Students planned a trip to Greece to learn about literature, ancient history, and Jewish history, researching content, budgeting, fundraising, and halakhot. Success was met with disappointment when the trip was canceled for terrorism. Students regrouped, changing the destination to Arizona to research nature, American history, and the arts.
Original Project Goal:
A large chunk of the 9th grade English Language Arts curriculum is to study Greek tragedy and Greek mythology, areas that are often alluded to in works of literature. Yet, aside from the connections to literature, students can connect the material to other areas as well, such as ancient history, modern history, and Jewish history.
9th grade students planned a trip to Greece, where they could visit the cities of Athens, Delphi, and Thessaloniki to research more about Greek mythology, Greek tragedy, Ancient Greece, and Sephardic Jewish history. Each student in the class was required to research one area of Greece (Jewish history, ancient Greece, or Greek arts) to become an expert tour guide on the locations we would visit. For example, one student researching Jewish history would be the tour guide of the Holocaust museum in Athens, while another studying the arts would give a tour of Apollo’s temple in Delphi, etc. Secondly, each student was placed in a planning group: budgeting, fundraising, brochure design, Kosher catering, and hotels/transportation. Through hard work, students collaborated to raise $40,000 through various fundraisers and presentations to philanthropists. However, the research trip to Greece was canceled as a result of the bombing in Manchester, England and the unsteady climate in Europe.
This project asked students to take learning further than the classrooms around them. Students spent half a year researching, fundraising, and planning a trip the Greece to study more about Greek mythology, Greek tragedy, Ancient Greece, and Sephardic Jewish history, tying together the skills of collaboration, research, public speaking, fundraising, and real world knowledge.
Skills Acquired & Accomplishments:
- Collaboration and Fundraising: Working together, students raised close to $40,000 through various fundraisers, such as bake sales, auctions, and formal presentations to philanthropists.
- Communication and Research: Each team had to communicate and collaborate with one another. For example, the budgeting group gave the hotel group a number to work with, and once the hotels were found they let the fundraisers know how much needed to be raised.
- Real World Knowledge: Students met with experts in the field of Jewish history to learn more about the Jews of Thessaloniki, and with the Rabbis in our community to learn about the Jewish laws of visiting ancient temples and ruins, and about preparing Kosher food for the trip. We brought in experts on fundraising and public speaking to coach our students before any presentation or fundraiser.
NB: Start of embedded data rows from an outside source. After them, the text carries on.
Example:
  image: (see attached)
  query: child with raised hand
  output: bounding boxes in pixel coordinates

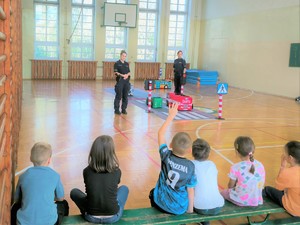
[11,142,69,225]
[71,135,129,223]
[264,141,300,216]
[221,136,265,206]
[149,103,197,215]
[192,138,224,225]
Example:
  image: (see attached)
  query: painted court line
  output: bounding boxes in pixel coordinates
[217,145,284,152]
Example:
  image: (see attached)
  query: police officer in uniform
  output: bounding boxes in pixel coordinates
[173,50,186,95]
[114,50,130,115]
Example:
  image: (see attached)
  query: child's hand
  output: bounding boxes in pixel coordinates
[281,154,287,168]
[169,102,179,119]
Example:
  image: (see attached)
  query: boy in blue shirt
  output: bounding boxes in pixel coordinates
[12,142,69,225]
[149,103,197,215]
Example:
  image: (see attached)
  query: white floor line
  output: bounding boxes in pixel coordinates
[210,147,234,165]
[217,145,284,152]
[196,118,295,165]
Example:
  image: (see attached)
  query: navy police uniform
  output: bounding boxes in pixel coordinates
[173,58,186,94]
[114,60,130,114]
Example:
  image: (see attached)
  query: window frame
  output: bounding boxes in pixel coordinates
[166,0,191,62]
[136,0,161,62]
[33,0,60,60]
[70,0,96,61]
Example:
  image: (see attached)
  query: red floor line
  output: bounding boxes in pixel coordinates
[255,128,288,141]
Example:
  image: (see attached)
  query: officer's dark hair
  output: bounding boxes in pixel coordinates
[120,50,127,56]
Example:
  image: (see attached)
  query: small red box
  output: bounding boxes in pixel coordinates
[166,92,193,111]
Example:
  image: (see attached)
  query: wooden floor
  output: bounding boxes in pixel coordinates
[16,80,300,225]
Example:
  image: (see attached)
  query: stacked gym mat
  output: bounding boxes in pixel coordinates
[186,69,218,85]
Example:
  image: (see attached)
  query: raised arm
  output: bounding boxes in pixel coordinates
[186,188,195,213]
[158,102,178,146]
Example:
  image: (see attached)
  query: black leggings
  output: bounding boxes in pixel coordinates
[10,200,69,225]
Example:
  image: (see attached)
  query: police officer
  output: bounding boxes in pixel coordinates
[173,50,186,95]
[114,50,130,115]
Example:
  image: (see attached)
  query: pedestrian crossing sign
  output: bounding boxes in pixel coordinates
[217,83,228,95]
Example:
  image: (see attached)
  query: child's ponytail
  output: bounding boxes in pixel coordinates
[249,152,255,174]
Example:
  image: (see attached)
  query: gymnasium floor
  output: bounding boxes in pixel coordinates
[16,80,300,225]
Learning was brought to a whole new level as students worked through lunch, stayed after school, and did whatever they could to bring this project to life. As this dream became more and more realistic with each fundraiser, students were met with an even larger battle: convincing their parents! Even the most cautious parents gave their children to permission to attend the research trip to Greece after their presentation of learning, and the students felt a strong sense of empowerment that they were able to turn a seemingly unrealistic idea into a reality.
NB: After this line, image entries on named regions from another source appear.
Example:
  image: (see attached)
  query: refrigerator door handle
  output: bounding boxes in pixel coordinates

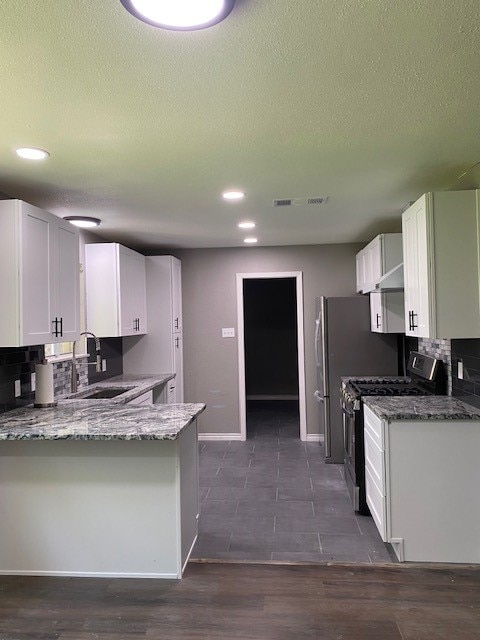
[323,402,332,460]
[315,318,320,367]
[320,297,329,396]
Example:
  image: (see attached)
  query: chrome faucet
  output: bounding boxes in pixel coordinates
[71,331,102,393]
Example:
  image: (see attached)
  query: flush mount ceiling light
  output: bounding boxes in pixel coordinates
[64,216,101,229]
[120,0,235,31]
[222,191,245,200]
[15,147,50,160]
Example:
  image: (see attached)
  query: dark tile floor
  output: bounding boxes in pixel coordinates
[192,405,393,563]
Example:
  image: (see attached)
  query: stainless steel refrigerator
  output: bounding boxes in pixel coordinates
[315,295,398,463]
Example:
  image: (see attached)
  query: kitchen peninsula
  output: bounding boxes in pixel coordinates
[0,400,205,578]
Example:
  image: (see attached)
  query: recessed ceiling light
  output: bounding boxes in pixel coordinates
[15,147,50,160]
[222,191,245,200]
[120,0,235,31]
[64,216,101,229]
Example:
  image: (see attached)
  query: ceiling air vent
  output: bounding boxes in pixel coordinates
[273,199,293,207]
[273,196,328,207]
A few weeks after we booked our flights, there was a bombing at a concert in Manchester, England. The school administration felt it was telling of the unsteady climate in Europe, and canceled the trip to Greece. To say the students were disappointed is an understatement; yet, rather than give in to the disappointment, students quickly learned that facing disappointment is yet another skill they would learn in this project. We decided to pick ourselves up, regroup, refocus, and plan something new.
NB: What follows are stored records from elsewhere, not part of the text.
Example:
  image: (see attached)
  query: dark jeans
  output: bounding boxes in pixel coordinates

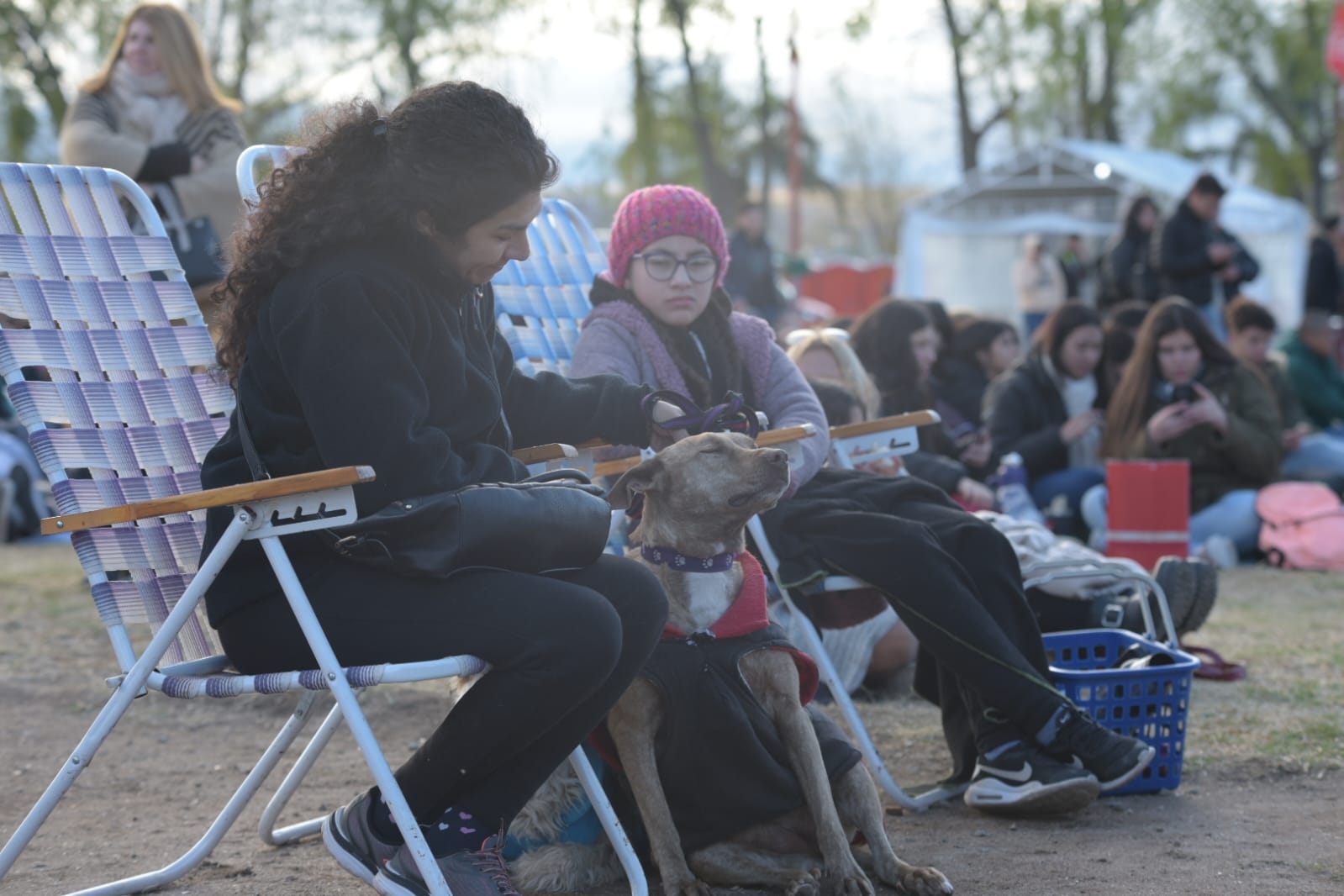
[1030,466,1106,536]
[219,555,668,825]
As sophomores, the same students started again, choosing a destination in the United States. At the start of the year, students researched three different aspects of Arizona: natural wonders, American history, and art and architecture. Each student created a research question that stemmed from one of these areas, was required to create a research proposal that included a specific spot on our itinerary where the student would conduct on-site research. Additionally, students knew that upon our return from the trip, they would be presenting their research to the philanthropists, faculty members, parents, and community in an exhibition night. Each student would be required to present a research paper as well as some type of retelling of their research: a speech, photojournalism, children’s book, a scrapbook, etc.
The students just returned from their well–earned, fully–funded, meaningful, educational trip to Arizona. They are currently in the process of completing their research papers and retellings, and have a date set for exhibition night in which they are eager to share their stories!
The students feel empowered as they realize how far they have come, learning skills that will take them well beyond high school.
Rachel Harari is the Department Chair and a teacher of English Language Arts at Magen David Yeshivah High School in Brooklyn, NY. Inspired by Project Based Learning, Rachel aims to engage students by demonstrating real world skills and how to apply them in the ever-changing, post-textbook world. Rachel is also faculty advisor of the school’s newspaper The Flame, and literary journal, The Quill, both recipients of national awards. Rachel received her M.S. in Special Education from Brooklyn College, and her B.S. in English Education from New York University, where she published her research on mathematics anxiety in elementary school students: “Mathematics Anxiety in Young Children: An Exploratory Study.”